Oye la galleta: el emprendimiento de tres hermanas cordobesas que ya es furor en Buenos Aires, San Luis, Santa Fe y México (Mendoza como próximo destino)

(Por Gabriel Caceres) Nacida en 2019 de la mano de Gry, Flor y Meli, Oye la galleta es un emprendimiento que en menos de dos años captó la atención de famosos y empresas como Naranja y Apex. En esta nota la historia de cómo tres hermanas capitalizaron sus experiencias en este tierno concepto. Mirá.

Gry, Flor y Meli son las tres mosqueteras de Oye, todas para una y una para todas. Un claro ejemplo de cómo las experiencias de la vida dan lugar a conceptos originales como Oye la galleta, que combina -con amor y fe- el arte culinario con mensajes de amor, esperanza y celebración.

De la cuota del gimnasio hasta hacer escala en México

Oye nació en septiembre de 2019, cuando a Gry se le ocurrió esta vuelta de tuerca de los mensajes con galletas y con tan solo invertir “la cuota del gym” (menos de $ 2.000 promedio para aquel entonces) logró comprar unas tazas, latas, $ 100 de publicidad en Instagram y un buen fotógrafo para meterse de lleno al mundo emprendedor junto a sus hermanas. Y mal no les fue, ya que a la semana ya tenían 15 ventas, y poco a poco Oye fue tomando forma y haciéndose escuchar, valga la redundancia, en todo Córdoba.

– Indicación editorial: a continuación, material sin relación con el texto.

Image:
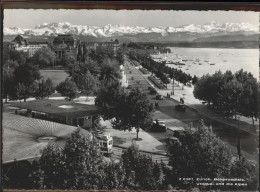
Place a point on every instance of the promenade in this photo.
(226, 127)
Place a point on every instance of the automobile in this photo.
(158, 126)
(153, 91)
(150, 88)
(159, 97)
(171, 141)
(180, 107)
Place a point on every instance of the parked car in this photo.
(158, 126)
(153, 91)
(159, 97)
(171, 141)
(180, 107)
(150, 88)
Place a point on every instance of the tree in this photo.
(25, 76)
(108, 94)
(8, 79)
(67, 60)
(248, 101)
(132, 110)
(68, 89)
(20, 90)
(110, 72)
(44, 57)
(143, 173)
(92, 66)
(44, 89)
(198, 153)
(230, 94)
(78, 166)
(87, 83)
(12, 55)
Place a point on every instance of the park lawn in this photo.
(57, 76)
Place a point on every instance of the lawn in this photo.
(56, 76)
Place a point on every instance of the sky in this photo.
(29, 18)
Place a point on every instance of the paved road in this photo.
(175, 118)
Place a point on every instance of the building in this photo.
(28, 46)
(64, 44)
(60, 111)
(109, 46)
(24, 138)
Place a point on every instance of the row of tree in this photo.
(21, 78)
(80, 165)
(161, 70)
(230, 93)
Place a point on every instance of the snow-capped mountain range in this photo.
(52, 29)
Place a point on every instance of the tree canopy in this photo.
(81, 166)
(229, 93)
(132, 110)
(44, 57)
(68, 89)
(44, 89)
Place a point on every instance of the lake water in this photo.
(223, 59)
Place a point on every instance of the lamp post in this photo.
(238, 138)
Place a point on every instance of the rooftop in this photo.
(59, 107)
(24, 138)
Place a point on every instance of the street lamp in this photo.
(238, 138)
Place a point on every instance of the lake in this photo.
(214, 59)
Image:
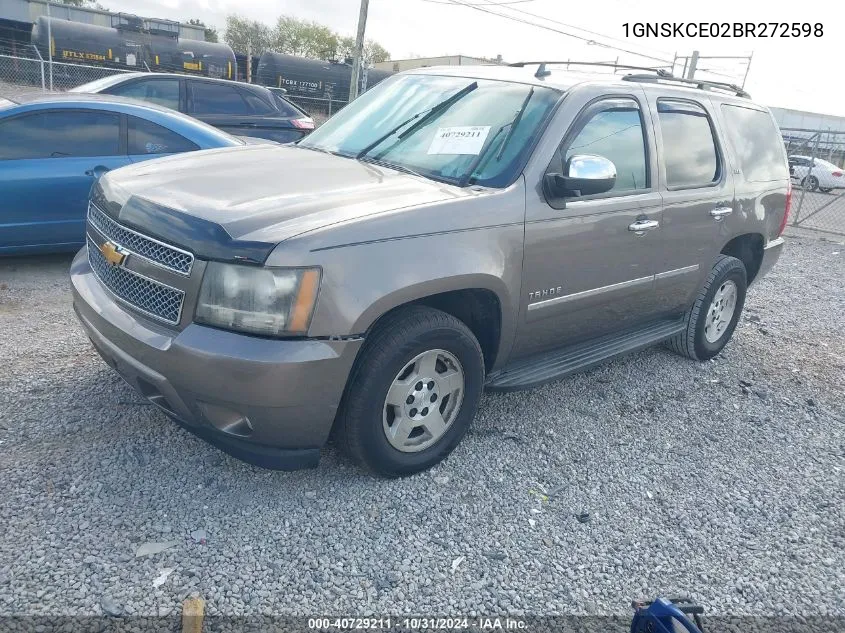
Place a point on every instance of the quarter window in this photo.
(146, 137)
(60, 134)
(757, 143)
(163, 92)
(615, 134)
(689, 148)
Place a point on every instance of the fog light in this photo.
(226, 420)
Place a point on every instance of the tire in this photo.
(702, 339)
(394, 356)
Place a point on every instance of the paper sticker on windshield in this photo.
(462, 139)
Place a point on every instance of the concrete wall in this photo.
(808, 120)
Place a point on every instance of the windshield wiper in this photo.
(384, 163)
(510, 124)
(423, 117)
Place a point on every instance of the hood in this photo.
(258, 194)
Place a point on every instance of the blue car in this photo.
(53, 147)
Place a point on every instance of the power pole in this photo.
(50, 43)
(692, 66)
(359, 50)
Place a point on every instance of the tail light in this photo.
(305, 123)
(786, 210)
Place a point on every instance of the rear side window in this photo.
(256, 104)
(287, 108)
(60, 134)
(163, 92)
(146, 137)
(757, 143)
(689, 146)
(616, 134)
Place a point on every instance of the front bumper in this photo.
(771, 253)
(269, 402)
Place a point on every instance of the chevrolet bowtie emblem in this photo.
(112, 253)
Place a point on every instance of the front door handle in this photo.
(641, 226)
(98, 171)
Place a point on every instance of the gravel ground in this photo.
(649, 476)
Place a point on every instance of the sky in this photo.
(800, 73)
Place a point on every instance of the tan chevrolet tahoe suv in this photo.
(450, 231)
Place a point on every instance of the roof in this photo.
(84, 98)
(199, 131)
(558, 78)
(112, 80)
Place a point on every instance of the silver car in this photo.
(453, 229)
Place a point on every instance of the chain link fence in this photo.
(818, 178)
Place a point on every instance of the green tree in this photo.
(375, 53)
(210, 31)
(303, 38)
(246, 36)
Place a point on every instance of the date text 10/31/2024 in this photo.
(491, 623)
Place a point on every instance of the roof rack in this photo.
(542, 71)
(701, 84)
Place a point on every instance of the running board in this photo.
(549, 366)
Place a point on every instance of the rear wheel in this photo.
(413, 393)
(712, 319)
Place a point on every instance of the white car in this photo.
(824, 176)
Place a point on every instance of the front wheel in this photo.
(712, 319)
(413, 392)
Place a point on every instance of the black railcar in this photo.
(132, 43)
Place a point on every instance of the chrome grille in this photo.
(148, 296)
(168, 256)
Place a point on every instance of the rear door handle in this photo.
(641, 226)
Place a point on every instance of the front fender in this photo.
(373, 266)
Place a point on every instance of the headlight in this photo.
(267, 301)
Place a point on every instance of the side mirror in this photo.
(584, 175)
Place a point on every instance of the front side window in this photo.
(689, 147)
(163, 92)
(146, 137)
(60, 134)
(453, 129)
(616, 134)
(211, 98)
(256, 104)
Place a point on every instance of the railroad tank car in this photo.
(311, 77)
(131, 46)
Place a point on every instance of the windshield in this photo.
(481, 135)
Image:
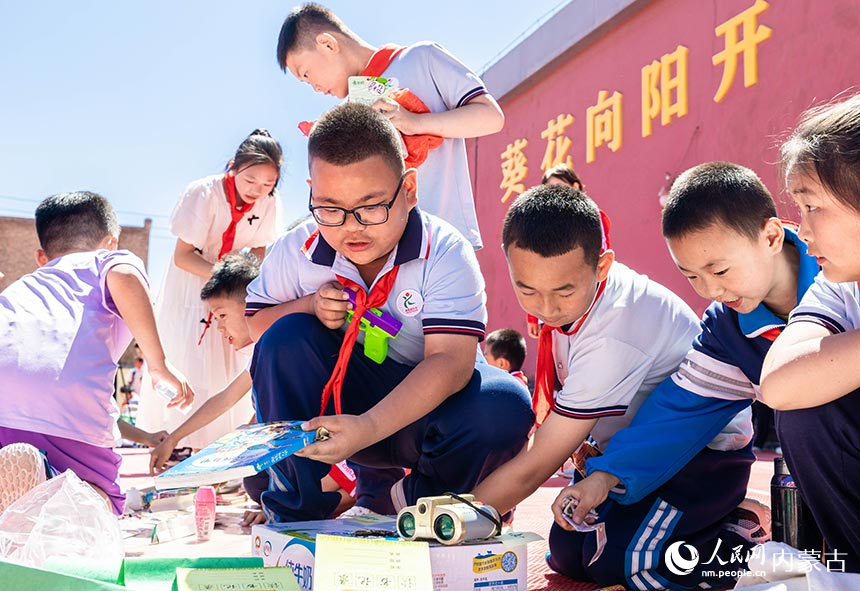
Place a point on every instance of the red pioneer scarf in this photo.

Al principio fueron ellas tres que, con ayuda de la familia, lograron darle el empujón inicial a este particular concepto. Hoy ya son 18 en el equipo, repartidos en los 3 talleres de cerámica, pintura, cocina, repartidores y en redes, desde donde -con amor y cariño- llevan el mensaje a cada persona que quiera decir, con galletas, cuánto extrañan y quieren a otras.

Desde Zaira Nara hasta un luchador del amor que llevó una caja Oye a la audiencia de divorcio, el boom de este emprendimiento se hizo sentir también en su producción, que pasó a tener decenas de diseños en sus tazas y despachar un promedio de 35 tazas por día en Córdoba, y se va a 1.400 si contamos las franquicias que tienen en San Luis, Santa Fe y Buenos Aires.

Todo artesanal

La magia ocurre en los 3 talleres dedicados a la producción propia de las tazas, packaging y delicias. Para tener una idea, a la hora de “escribir” en la galleta no tienen una suerte de imprenta de Gutenberg, todo es a mano, letra por letra, sellando en fresco el mensaje antes de mandarlas al horno. 

En cuanto a tazas, lo mismo, cada diseño es único y se produce íntegramente en los talleres de Oye, comandados por Flor, quien nos cuenta que una taza puede tardar hasta 4 días en hacerse.

Más que una galleta

“Nosotras hacemos dos colecciones al año y no se repiten por año, queremos que la gente coleccione”, nos cuenta Gry, la cabeza “marketinera” de Oye, puntualizando que no es solo la galleta, sino la esencia de coleccionar cada taza, cada colección tanto por la estética como por el mensaje personal que acompaña cada caja. Y es que según nos cuentan, el 90% de sus envíos son para regalo (con Galicia, Naranja, Apex y Jerárquicos Seguros entre las empresas que más les piden), con un 15% de auto-regalo, un 20% para cumpleaños, pero por sobre todo en la mayoría pregonan los mensajes de bienestar, de fuerzas y de que no importa qué pase, todo va a estar bien.

Mirando el horizonte

En septiembre Oye la galleta cumplirá sus dos años de vida, por lo que ya planean cajas de edición especial y ya tienen “en el horno” ampliar su red de franquicias, con Mendoza como el destino más tentador a llegar. Un futuro prometedor el cual este trío toma con inteligencia y cautela, porque como todo emprendimiento saben muy bien que a veces puede fallar y que, si caés y te querés quedar un ratito, está perfecto.

Porque en la tormenta también hay gracia, y tarde o temprano siempre sale el sol, para todos.